The Democratic governor on Monday is set to release his revised 2012-13 budget to lawmakers in the state's Democratic-controlled Legislature.

While he didn't outline details of his new budget plan in a brief YouTube address, Mr. Brown said the state would have to cut funding to schools and public-safety agencies already hit with steep budget cuts in recent years unless voters pass his ballot proposal in November.

That measure would temporarily raise sales taxes, to 7.5% from 7.25% for four years, and it would boost income taxes by as much as three percentage points for seven years on individuals making more than $250,000 a year or households making more than $500,000.

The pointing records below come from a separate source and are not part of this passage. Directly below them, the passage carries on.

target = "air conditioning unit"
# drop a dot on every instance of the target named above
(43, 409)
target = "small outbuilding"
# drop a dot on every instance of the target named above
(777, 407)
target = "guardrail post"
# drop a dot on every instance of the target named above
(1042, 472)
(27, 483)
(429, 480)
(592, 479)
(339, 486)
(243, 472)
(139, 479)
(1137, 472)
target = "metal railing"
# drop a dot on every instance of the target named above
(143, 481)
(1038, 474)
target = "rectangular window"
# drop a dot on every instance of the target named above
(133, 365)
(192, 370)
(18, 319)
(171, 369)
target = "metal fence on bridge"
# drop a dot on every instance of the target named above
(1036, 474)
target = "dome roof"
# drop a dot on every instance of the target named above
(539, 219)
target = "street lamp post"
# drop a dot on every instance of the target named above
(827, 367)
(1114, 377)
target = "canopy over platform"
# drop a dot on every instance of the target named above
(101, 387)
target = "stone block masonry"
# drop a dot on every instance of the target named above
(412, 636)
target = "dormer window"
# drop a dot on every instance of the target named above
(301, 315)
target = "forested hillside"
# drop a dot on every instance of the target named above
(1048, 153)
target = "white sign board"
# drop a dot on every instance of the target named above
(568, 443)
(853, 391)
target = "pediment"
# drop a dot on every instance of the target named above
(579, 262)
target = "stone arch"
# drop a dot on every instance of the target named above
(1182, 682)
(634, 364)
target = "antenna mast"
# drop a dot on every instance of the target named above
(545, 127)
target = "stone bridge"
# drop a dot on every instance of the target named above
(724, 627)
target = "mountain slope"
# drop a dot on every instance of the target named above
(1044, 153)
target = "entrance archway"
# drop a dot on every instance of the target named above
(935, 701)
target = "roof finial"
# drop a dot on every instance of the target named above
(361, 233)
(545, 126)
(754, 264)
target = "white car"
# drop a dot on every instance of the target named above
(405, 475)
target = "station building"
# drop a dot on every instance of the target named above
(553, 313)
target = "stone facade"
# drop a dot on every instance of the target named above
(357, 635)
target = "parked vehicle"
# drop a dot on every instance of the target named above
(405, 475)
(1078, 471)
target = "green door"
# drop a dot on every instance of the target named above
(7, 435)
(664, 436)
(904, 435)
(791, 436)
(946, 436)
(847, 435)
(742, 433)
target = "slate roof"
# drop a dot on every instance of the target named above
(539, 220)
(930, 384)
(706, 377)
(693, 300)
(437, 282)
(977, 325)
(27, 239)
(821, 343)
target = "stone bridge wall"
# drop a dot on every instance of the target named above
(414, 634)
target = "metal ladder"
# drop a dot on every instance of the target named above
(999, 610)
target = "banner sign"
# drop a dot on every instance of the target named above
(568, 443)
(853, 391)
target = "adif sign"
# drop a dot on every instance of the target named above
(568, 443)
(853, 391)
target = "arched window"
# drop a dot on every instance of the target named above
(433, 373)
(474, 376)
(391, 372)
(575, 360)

"What I am proposing is not a panacea, but it goes a long way towards cleaning up the state budget mess," Mr. Brown said in his video statement.

H.D. Palmer, spokesman for the governor's Department of Finance, said Mr. Brown still planned to make deeper cuts to other services even if the measure is approved.

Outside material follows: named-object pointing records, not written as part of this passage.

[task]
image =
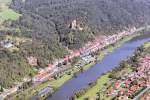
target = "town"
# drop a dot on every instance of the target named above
(54, 68)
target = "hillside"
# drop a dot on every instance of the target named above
(53, 25)
(55, 18)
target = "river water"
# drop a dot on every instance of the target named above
(109, 62)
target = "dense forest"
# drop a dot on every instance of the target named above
(50, 20)
(54, 25)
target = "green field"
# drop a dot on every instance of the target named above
(100, 84)
(5, 1)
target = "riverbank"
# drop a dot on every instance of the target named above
(60, 81)
(103, 89)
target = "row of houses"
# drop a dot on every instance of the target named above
(127, 87)
(92, 46)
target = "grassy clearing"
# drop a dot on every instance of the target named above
(5, 1)
(146, 45)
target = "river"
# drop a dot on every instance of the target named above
(109, 62)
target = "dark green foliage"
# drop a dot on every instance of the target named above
(12, 68)
(52, 18)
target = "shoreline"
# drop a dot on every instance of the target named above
(97, 89)
(56, 84)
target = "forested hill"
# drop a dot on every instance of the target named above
(48, 26)
(52, 18)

Some Democratic lawmakers quickly showed support for working with the governor.

"It pains us to have to bridge such a sizable gap, but we will get the job done with an eye toward doing the least amount of damage to our economy and to those who are struggling the most," Darrell Steinberg, the state Senate president pro tem, said in a statement.

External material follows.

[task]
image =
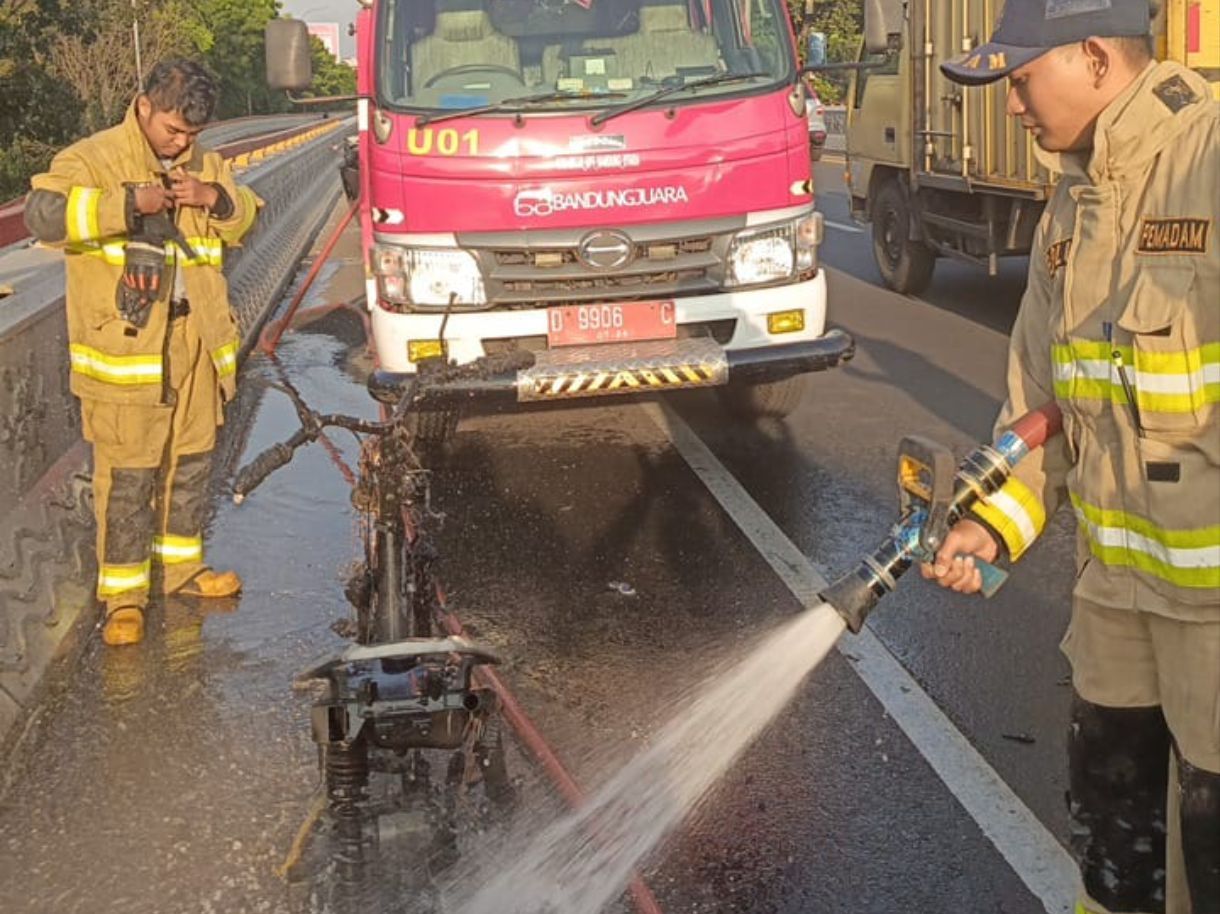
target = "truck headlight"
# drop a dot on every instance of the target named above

Most Republican lawmakers oppose any new tax increases, saying they would slow California's economic recovery. But they have been largely sidelined in this year's budget process after voters in 2010 passed a measure allowing budgets to be passed by a simple majority of the Legislature rather than the former requirement of two-thirds.

David Valadao, a Republican assemblyman from Hanford, in the inland Central Valley, said the new deficit projections don't change his opposition to new taxes. "We've done nothing to create more jobs such as easing regulations on business," said Mr. Valadao, who like many Republicans is pushing for more breaks to businesses to stimulate economic growth.

It remains unclear whether the governor's tax plan will pass in the fall, although public-opinion polls in recent months have shown wide support.

The new budget uncertainty arose when revenue fell below Mr. Brown's projections when he first submitted a proposed spending plan in January, and when spending cuts came in lower than expected because of federal delays and court rulings, Mr. Palmer said. The state controller's office said personal-income-tax revenue—a large part of California's income stream—came in $2 billion below estimates during April.

California's recovery has been uneven. High unemployment persists in many inland areas, while coastal areas have recovered more strongly on resurgence in technology and other industries.

State officials have held out hope that initial public offerings of Facebook Inc. and other tech companies could generate new tax revenue in time to reduce the projected deficit for the fiscal year that begins July 1. Facebook alone could provide $1.5 billion in additional tax revenue by June 2013, Mr. Palmer said.

A state deadline for passing a balanced budget is June 15.